Little Women (2019) is a storytelling and cinematic adaptation masterpiece in many regards explained in another review of mine, but there is an underlying message in the conclusion, which I found equally genius and dangerous: “we don’t need the approval of men to make decisions”. God designed man and women to be perfect physical, emotional and ideological complements; when war is declared against the opposite gender from one party, the counterparty becomes the oppressed, and it is inherent in human essence to seek justice through equally unfair means to reach a justice balance. However, God’s idea of justice does not match our own, and history has taught us that every time someone thinks he/she has the perfect way of solving gender / discrimination / racial / social / economic issues, that someone does not know squat.
The self-aware humor is impeccable and Ferrell will get mixed opinions, but he was born to play this type of roles.
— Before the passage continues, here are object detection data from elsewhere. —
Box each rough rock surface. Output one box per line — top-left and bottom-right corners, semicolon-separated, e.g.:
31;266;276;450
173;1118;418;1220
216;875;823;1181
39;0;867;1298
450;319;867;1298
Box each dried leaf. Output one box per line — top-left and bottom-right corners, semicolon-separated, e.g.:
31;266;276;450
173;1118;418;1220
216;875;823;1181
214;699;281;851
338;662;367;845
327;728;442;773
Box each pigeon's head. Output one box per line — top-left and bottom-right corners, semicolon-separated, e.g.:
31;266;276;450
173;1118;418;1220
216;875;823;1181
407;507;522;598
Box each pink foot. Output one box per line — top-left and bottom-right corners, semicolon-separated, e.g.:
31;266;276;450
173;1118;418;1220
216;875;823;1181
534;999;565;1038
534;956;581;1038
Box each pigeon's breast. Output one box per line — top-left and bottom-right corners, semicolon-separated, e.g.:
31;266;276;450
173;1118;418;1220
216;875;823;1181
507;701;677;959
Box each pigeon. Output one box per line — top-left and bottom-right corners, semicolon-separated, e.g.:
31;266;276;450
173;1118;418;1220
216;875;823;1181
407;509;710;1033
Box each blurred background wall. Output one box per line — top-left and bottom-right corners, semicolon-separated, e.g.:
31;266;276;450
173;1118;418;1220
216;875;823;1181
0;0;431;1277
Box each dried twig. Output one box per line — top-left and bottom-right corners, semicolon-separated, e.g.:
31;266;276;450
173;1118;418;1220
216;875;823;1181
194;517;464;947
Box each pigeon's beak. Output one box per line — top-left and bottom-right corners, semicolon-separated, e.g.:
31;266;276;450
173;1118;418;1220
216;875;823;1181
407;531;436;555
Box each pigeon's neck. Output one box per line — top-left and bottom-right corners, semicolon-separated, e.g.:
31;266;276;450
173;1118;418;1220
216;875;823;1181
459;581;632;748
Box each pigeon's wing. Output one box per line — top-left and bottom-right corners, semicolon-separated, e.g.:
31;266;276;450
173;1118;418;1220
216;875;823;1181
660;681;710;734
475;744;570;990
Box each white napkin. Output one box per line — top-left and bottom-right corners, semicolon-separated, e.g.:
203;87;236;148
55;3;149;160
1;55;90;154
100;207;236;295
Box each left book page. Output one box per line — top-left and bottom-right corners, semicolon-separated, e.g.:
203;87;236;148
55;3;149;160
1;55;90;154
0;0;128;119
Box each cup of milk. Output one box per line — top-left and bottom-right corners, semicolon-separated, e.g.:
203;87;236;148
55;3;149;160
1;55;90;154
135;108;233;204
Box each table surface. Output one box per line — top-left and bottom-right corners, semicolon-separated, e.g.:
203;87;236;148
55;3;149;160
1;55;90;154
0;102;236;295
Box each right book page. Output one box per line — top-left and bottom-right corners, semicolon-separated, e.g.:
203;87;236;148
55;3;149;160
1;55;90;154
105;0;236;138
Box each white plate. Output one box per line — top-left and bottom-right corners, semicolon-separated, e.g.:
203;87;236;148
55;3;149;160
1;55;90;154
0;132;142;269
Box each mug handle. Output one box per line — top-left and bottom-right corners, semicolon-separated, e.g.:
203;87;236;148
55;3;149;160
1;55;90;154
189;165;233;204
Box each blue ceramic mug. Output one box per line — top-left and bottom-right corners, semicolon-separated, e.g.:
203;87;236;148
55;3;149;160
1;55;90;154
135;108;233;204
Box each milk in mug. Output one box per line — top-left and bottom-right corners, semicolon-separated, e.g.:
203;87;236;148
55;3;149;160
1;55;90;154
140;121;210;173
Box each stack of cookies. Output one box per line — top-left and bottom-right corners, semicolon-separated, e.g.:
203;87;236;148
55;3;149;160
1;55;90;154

The musical scenery arrangements are great and some correct commentaries are meant regarding how society today sells the idea, not only that men have a predominant influence on society at the expense of women, but even that corporations try their best to hide this hideous reality under a hypocritical “internal code of ethics”. My favorite scene of the film is when the mother delivers a perfectly written speech about how women have always been expected to find middle grounds in everything they do and every role they willingly or forcedly take due to life circumstances, and it is this pivotal scene that makes her daughter wake up to some realities and why her mother lives under distress. For the billionth time, the father figure is absent and the mother must undertake all the roles while fulfilling the image that a male-dominated society imposes. Too bad the whole argument derailed to “let’s destroy patriarchy and let men have their share of struggle; we don’t need them to be happy, we are self-sufficient” (this is a generalization that is very dangerous as that cannot be set as a law... ever).
The Lord God said, “It is not good for the man to be alone. I will make a helper suitable for him.” Now the Lord God had formed out of the ground all the wild animals and all the birds in the sky. He brought them to the man to see what he would name them; and whatever the man called each living creature, that was its name. So the man gave names to all the livestock, the birds in the sky and all the wild animals.
But for Adam no suitable helper was found. So the Lord God caused the man to fall into a deep sleep; and while he was sleeping, he took one of the man’s ribs and then closed up the place with flesh. Then the Lord God made a woman from the rib he had taken out of the man, and he brought her to the man. The man said,
“This is now bone of my bones
and flesh of my flesh;
she shall be called ‘woman,’
for she was taken out of man.”
-Genesis 2: 18-23
Props to Margot Robbie, however, for being a physiognomically versatile actress able to display a wider range of emotions initially expected from such a western-capitalist-tainted role. The arc is interesting, and the visual animated / VFX transitions were exquisite, but the conclusion, given all the evidence present, is toxic, and shouldn’t be used to empower women.